Monday, November 19, 2007

Individual and Collective Responsibility and Standup Meetings

Although I believe that stand-up meetings can be a powerful tool, I think they often go astray: they turn into status meetings. Others have covered the patterns and anti-patterns of standup meetings before, but I'd like to delve into this one point in more detail.

When standup meetings turn into status meetings, I'm inclined to think the problem often traces back to a sense of where the responsibility lies: with the individual or with the team.

Individual Responsiblity
Does each member of the team think that he or she is responsible for a task and must let the rest of the team (or a subset of the team) know where he or she is at? That's a status meeting, and it stems from a sense of individual responsibility.

With this mindset, individual team members may feel as if he or she is personally late to bring a task to completion mid-iteration, that the tasks others are on is interesting, but basically unrelated to the task at hand, and that a standup meeting is simply a way of keeping in touch with the rest of the team, and more importantly, making sure that some "important" members of the team know what's going on.
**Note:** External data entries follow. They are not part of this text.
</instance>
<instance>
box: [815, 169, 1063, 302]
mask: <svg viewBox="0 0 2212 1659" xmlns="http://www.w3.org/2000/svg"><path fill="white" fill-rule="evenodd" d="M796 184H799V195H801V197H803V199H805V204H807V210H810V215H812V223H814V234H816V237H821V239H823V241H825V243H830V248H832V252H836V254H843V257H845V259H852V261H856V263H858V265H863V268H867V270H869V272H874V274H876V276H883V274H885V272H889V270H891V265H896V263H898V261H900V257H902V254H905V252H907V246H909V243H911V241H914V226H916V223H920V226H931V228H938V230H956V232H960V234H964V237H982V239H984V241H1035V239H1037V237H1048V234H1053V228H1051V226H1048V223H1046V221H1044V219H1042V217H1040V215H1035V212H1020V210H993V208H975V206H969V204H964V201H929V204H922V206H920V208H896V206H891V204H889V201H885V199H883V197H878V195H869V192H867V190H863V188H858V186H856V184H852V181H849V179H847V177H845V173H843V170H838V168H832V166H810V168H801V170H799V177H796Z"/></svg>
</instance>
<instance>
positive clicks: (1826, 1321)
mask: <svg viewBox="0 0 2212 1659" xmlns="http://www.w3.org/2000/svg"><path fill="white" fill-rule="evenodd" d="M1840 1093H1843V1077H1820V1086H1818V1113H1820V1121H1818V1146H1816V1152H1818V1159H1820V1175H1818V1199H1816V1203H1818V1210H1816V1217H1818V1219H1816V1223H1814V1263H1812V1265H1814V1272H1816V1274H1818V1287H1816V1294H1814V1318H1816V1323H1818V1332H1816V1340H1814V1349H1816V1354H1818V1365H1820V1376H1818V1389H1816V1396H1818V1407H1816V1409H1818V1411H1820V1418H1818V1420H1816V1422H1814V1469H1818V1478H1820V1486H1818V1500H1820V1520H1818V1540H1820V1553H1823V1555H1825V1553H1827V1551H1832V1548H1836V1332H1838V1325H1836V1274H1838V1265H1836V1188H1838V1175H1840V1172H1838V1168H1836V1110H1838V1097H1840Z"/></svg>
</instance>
The danger here is that each individual focuses on their task to the exclusion of the team's goals.

Collective Responsibility
What you should be striving for is a sense of collective responsibility. The team, as a whole, should understand where they're trying to go, what's important and what isn't, whose tasks may be on the critical path, and what those tasks mean. Without this collective responsibility, a team will often not act like a team, but rather like a collection of individuals.

When a team member on an important task is stymied, a team with a sense of collective responsibility will react naturally to that, attempting to route around damage. Rather than worrying about their own task they'll react to the needs of the team, trying to accomplish the goals set for the team, rather than worrying about a task that may or may not have been assigned to (or, better, selected by) them.

It's from this collective responsibility that "self-organizing" arises, and without it, an agile team is simply a set of very small teams managed by a central command structure.

Lazy Web
Have you experienced both mindsets? Have you managed to move a team from individual to collective responsibility? Does this make sense to some of you?